Among some of Davis’ accomplishments are:

• Securing space for Logan Coatings Company, which is moving equipment into its new facility

• Participating in the groundbreaking ceremony for the Amanda Manufacturing expansion

• Continuing conversations with prospective new businesses to the area

• Working closely with the regional partner, Appalachian Partnership for Economic Growth

In 2015, Davis is hoping to see more manufacturers come to the area; is presently working on America’s Best Community grant; is hopeful for more restaurants and hotels; and has been looking into the possibility of a spec building on Chieftain Drive.

When first hired by the board, Davis said she already had a strategic plan in mind. However, like many, Davis has encountered some struggles along the way, but nothing she can’t conquer.

“One of my biggest struggles is I remember what Logan used to be, I know we can become vibrant once again, so my biggest struggle is actually my own, which is I’m too direct and that steps on many toes,” Davis added.

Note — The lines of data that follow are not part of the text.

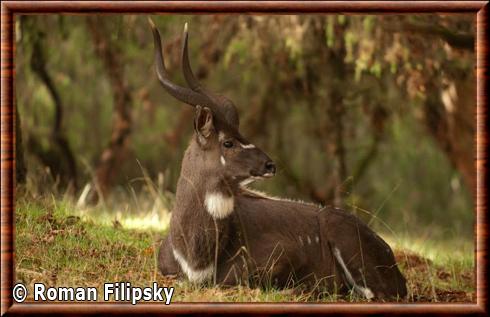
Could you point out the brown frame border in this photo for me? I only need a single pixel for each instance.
(10, 8)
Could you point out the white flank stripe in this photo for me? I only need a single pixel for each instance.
(365, 291)
(218, 205)
(247, 146)
(195, 276)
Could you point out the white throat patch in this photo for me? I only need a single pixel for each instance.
(195, 276)
(218, 205)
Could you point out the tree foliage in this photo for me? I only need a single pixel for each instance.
(373, 113)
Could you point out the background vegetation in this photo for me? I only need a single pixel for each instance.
(370, 113)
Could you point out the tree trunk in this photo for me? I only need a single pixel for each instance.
(116, 152)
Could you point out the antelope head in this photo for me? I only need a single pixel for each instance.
(222, 149)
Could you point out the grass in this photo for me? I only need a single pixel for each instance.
(60, 244)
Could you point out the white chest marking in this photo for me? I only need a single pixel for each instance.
(364, 291)
(247, 146)
(195, 276)
(218, 205)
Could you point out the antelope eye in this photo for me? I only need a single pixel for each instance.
(228, 144)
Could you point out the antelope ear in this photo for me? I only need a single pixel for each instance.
(203, 124)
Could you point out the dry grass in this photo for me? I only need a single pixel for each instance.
(60, 244)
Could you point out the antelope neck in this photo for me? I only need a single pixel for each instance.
(214, 194)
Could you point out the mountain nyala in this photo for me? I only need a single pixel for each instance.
(221, 232)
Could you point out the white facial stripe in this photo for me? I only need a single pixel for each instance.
(364, 291)
(196, 276)
(221, 136)
(247, 146)
(247, 181)
(218, 205)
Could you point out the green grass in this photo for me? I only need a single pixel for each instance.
(60, 244)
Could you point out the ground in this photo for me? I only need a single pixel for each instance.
(58, 245)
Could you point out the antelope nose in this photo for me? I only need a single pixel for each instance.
(270, 167)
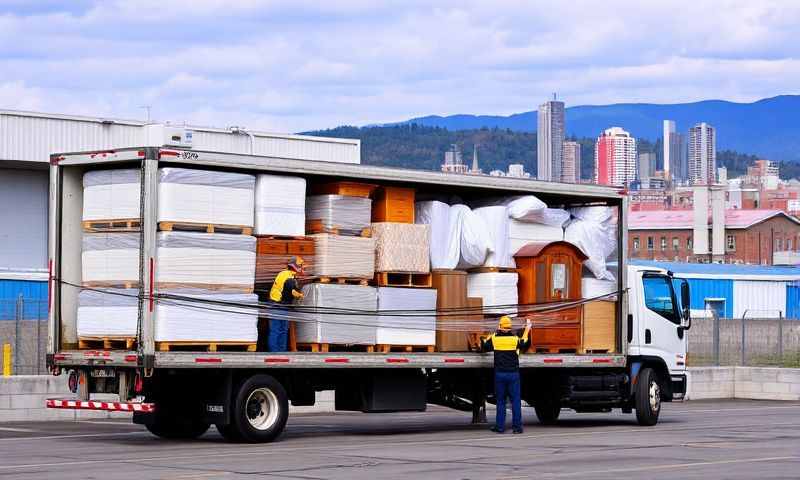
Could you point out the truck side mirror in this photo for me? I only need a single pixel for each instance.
(686, 302)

“There are folks who have the memory of what Logan used to be, but don’t want to embrace the idea that we have to change to make it work to become vibrant again. Their idea is we should just have to be Logan as Logan has always been and be vibrant at the same time, but we can’t.”

A former employee of the Fairfield County Chamber of Commerce and Fairfield County Economic Development, Davis earned the designation of Certified Economic Developer, a national recognition that denotes a mastery of principal skills in economic development, professional attainment and a commitment to personal and professional growth in 2009.

She was the Violet Township Economic Development Specialist and had the responsibility of working with public officials, business leaders and community members to create the leadership team needed to build upon and maximize the economic development sector within Violet Township. She also was responsible for promoting the township to expand business opportunities.

Davis’ duties with Hocking County CIC is basically the same and she is responsible and instrumental in marketing Logan and Hocking County as a great place to live and work. She also is working closely with city and county officials to promote economic growth, retention and expansion of current businesses.

Davis is a graduate of the Logan High School Class of 1986.